Research & Papers

AI research quality crisis: hallucinated citations and quantity over quality

A final-year undergrad exposes the flood of low-quality AI papers flooding conferences.

Deep Dive

A final-year undergraduate researcher, active in AI since high school, voices growing frustration with the declining quality of AI research. They point to multiple alarming trends: papers containing hallucinated citations and even leftover prompts from AI tools, misleading data that doesn't tell the full story, and labs that have built a culture of quantity over quality—pumping out papers, citing each other, and listing every lab member as co-author to inflate publication records. High schoolers are now commonly submitting to conferences through paid 'research programs' that exploit the competitive landscape. Even top labs are not immune; the recent TurboQuant controversy is cited as an example of misleading or unrepresentative work.
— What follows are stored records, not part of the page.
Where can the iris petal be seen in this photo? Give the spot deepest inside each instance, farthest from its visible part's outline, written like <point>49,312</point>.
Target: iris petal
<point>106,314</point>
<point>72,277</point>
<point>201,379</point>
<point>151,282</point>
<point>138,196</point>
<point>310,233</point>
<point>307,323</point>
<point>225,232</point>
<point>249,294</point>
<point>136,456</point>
The user notes that genuine research from lower-tier institutions is being drowned out because it doesn't generate clicks or LinkedIn views. The irony is that AI itself, which the user loves for its creativity, has become a tool for churning out low-quality cookie-cutter work. While they still use AI for polishing writing and generating plots, they see a fundamental shift where the culture around AI research is eroding under the weight of slop. This is not just a personal rant—it reflects a broader trend that threatens the integrity and future of the field.

Key Points
  • Papers with hallucinated citations and leftover AI prompts are increasingly common.
  • Labs prioritize quantity over quality, inflating publication records with mass co-authorship.
  • High schoolers pay for 'research programs' to submit to conferences, exploiting fierce competition.

Why It Matters

The flood of low-quality research undermines trust in AI findings and stifles genuine innovation.